The other option was to stay out here, in full view, knowing Nick and Ben would eventually walk by. They’d probably throw more comments about my supposed “inadequate healing skills.”
Better to take it head-on, I told myself.
If they were going to talk, then let them say it to my face.
I sat down at the desk and pulled the nearest file closer, though I barely registered the words on the page.
My eyes skimmed, but my mind kept spinning, replaying the morning like a bad song on repeat.
Half an hour dragged by. Each minute stretched thin, filled only with the faint rustle of paper and the steady thud of my heartbeat in my ears.
Finally, the exam room door opened.
Devon’s voice carried first, firm and even but weary. “No strenuous activity for the next week.Pleaseremember to come back for a checkup so we can make sure you’re healing right.”
Ben stepped out, eyes immediately locking onto me. His glare was sharp enough to cut, the kind that said everything without a word.
Nick followed, hesitated for half a second, and gave me the quickest nod before darting his gaze away.
Devon let out a tired sigh, rubbing the bridge of his nose. I hadn’t seen him in almost a month, and he already seemed older somehow.

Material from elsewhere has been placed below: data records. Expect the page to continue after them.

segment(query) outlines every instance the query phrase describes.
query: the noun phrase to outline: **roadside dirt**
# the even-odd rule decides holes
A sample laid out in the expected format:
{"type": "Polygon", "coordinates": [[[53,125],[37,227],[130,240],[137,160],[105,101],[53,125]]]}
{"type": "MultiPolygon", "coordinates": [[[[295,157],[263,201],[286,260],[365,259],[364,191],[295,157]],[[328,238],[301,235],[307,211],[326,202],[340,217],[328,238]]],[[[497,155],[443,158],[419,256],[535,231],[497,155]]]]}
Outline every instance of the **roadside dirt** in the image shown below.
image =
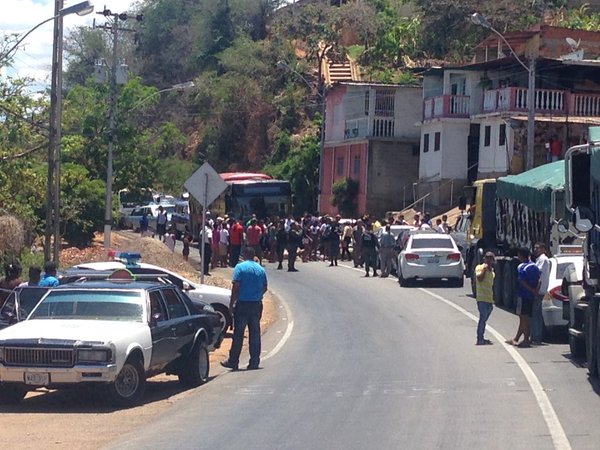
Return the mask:
{"type": "MultiPolygon", "coordinates": [[[[108,260],[102,241],[100,235],[94,245],[86,249],[64,249],[60,266],[66,268],[82,262],[108,260]]],[[[198,267],[184,261],[180,254],[171,252],[156,239],[115,232],[112,243],[114,250],[140,251],[144,262],[198,280],[198,267]]],[[[230,288],[230,280],[231,269],[215,269],[211,277],[205,278],[206,284],[226,288],[230,288]]],[[[263,331],[276,318],[275,299],[267,293],[261,320],[263,331]]],[[[221,348],[211,353],[211,378],[224,372],[218,362],[226,359],[230,345],[231,334],[228,334],[221,348]]],[[[148,380],[142,405],[119,410],[108,405],[100,391],[89,388],[40,389],[28,393],[20,405],[0,406],[0,448],[98,448],[152,420],[191,392],[193,390],[179,386],[176,376],[159,375],[148,380]]]]}

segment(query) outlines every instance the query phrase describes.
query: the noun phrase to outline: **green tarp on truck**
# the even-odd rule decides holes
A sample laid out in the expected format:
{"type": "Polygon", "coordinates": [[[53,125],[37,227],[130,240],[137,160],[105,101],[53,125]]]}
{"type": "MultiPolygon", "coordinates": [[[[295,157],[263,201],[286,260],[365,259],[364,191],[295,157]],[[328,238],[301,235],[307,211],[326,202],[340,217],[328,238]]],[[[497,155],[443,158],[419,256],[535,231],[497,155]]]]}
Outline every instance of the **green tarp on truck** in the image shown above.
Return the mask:
{"type": "Polygon", "coordinates": [[[565,162],[544,164],[519,175],[498,178],[496,196],[518,200],[539,212],[552,212],[552,192],[565,187],[565,162]]]}

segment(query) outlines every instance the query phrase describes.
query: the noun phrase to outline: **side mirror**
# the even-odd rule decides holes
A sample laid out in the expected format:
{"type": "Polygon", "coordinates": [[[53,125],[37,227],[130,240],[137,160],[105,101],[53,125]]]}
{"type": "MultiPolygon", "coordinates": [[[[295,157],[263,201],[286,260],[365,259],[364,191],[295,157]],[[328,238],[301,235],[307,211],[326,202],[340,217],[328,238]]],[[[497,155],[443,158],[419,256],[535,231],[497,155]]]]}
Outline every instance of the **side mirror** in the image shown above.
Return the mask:
{"type": "Polygon", "coordinates": [[[152,317],[150,318],[150,325],[155,326],[158,324],[158,322],[162,322],[163,320],[165,319],[161,313],[152,314],[152,317]]]}
{"type": "Polygon", "coordinates": [[[569,222],[567,222],[565,219],[560,219],[556,224],[556,228],[560,233],[566,233],[569,231],[569,222]]]}
{"type": "Polygon", "coordinates": [[[192,287],[190,286],[190,283],[188,283],[187,281],[184,281],[184,282],[183,282],[183,290],[184,290],[185,292],[187,292],[187,291],[189,291],[189,290],[191,290],[191,289],[192,289],[192,287]]]}
{"type": "Polygon", "coordinates": [[[458,209],[460,209],[461,211],[467,209],[467,197],[465,197],[464,195],[458,197],[458,209]]]}
{"type": "Polygon", "coordinates": [[[575,208],[575,228],[581,233],[587,233],[594,228],[593,215],[588,208],[575,208]]]}
{"type": "Polygon", "coordinates": [[[17,315],[15,313],[7,312],[4,314],[4,317],[6,317],[7,322],[11,325],[18,322],[17,315]]]}

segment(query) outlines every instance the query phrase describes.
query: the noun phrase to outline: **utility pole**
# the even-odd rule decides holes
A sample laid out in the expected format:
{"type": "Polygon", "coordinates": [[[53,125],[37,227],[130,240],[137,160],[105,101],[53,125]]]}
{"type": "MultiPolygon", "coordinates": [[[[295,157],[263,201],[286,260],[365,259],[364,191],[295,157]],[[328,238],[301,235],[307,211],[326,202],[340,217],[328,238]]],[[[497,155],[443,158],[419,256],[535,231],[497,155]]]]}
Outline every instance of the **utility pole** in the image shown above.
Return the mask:
{"type": "Polygon", "coordinates": [[[525,170],[533,169],[535,160],[535,58],[529,58],[527,87],[527,154],[525,155],[525,170]]]}
{"type": "MultiPolygon", "coordinates": [[[[112,34],[112,66],[110,70],[110,100],[109,100],[109,131],[108,131],[108,159],[106,165],[106,200],[104,210],[104,248],[110,247],[110,234],[112,229],[112,196],[113,196],[113,154],[117,140],[115,113],[117,109],[117,71],[119,68],[119,31],[135,31],[127,28],[119,28],[119,20],[125,21],[129,18],[127,13],[113,13],[109,9],[98,12],[105,17],[111,17],[110,25],[100,25],[101,28],[112,34]]],[[[135,19],[141,21],[143,16],[136,15],[135,19]]]]}

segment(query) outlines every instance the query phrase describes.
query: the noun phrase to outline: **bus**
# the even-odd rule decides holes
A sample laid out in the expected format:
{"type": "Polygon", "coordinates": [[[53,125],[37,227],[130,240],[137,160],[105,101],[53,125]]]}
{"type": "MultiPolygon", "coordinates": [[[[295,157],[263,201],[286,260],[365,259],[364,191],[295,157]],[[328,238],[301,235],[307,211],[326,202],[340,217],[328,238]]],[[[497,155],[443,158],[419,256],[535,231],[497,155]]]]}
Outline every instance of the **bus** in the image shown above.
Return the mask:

Maybe it was the strain at home, or maybe this morning’s incident had taken more out of him than I realized.
I shifted on my chair, not wanting to drag this out any longer than it had to be.
“So, what did I do wrong?” I asked, trying to keep my voice steady.
Devon shook his head, a flicker of weariness in his eyes. “You tell me. Start from the beginning. Every single thing. What you did, what you thought, how you felt. Don’t leave anything out.”
I blinked at him. “You want me to—what, narrate my whole week?”
“Yes.” His tone brooked no argument. “I need to know not just what you did with your hands, Ethan, but where your head was while you were doing it.”
So I told him. Everything I could remember. From the moment we brought Nick and Ben into the clinic to the second I left this morning. I didn’t skip over anything.
Not the herbs I used, not how shaky my hands had gotten by the third night, not even the ungodly amount of protein bars I’d been inhaling between healing sessions just to keep upright.
Devon listened in silence, but the more I spoke, the more his mouth pressed into that thin, disappointed line. The same one that had been there when I walked in.
And when he did it again, pursing his lips like he was holding something back, I snapped.
“Just tell me what I did wrong.”
He stood up straighter, forcing his voice into calm even though I could hear the edge beneath it. “What is the most important thing I’ve ever told you?”
I racked my brain, annoyed. Then it hit me.A healer’s first responsibility is to their own body.
I scowled. There had to be more than that.
I didn’t want some pseudo–Yoda lecture I’d have to decode for the next six hours. I just wanted him to spit it out already so I could get back to the mountain of work I hadn’t finished last night.
“You didn’t make sure Nick came back for a follow-up,” he said finally.
I blinked. “That’s it?”
Devon’s jaw flexed. “They went for a walk in the woods. Nick tripped. Took some pain meds. By the time he admitted anything was wrong, his calf was swollen.”
I threw my hands up. “I told them to take it easy! I told them to come in if there was a problem!”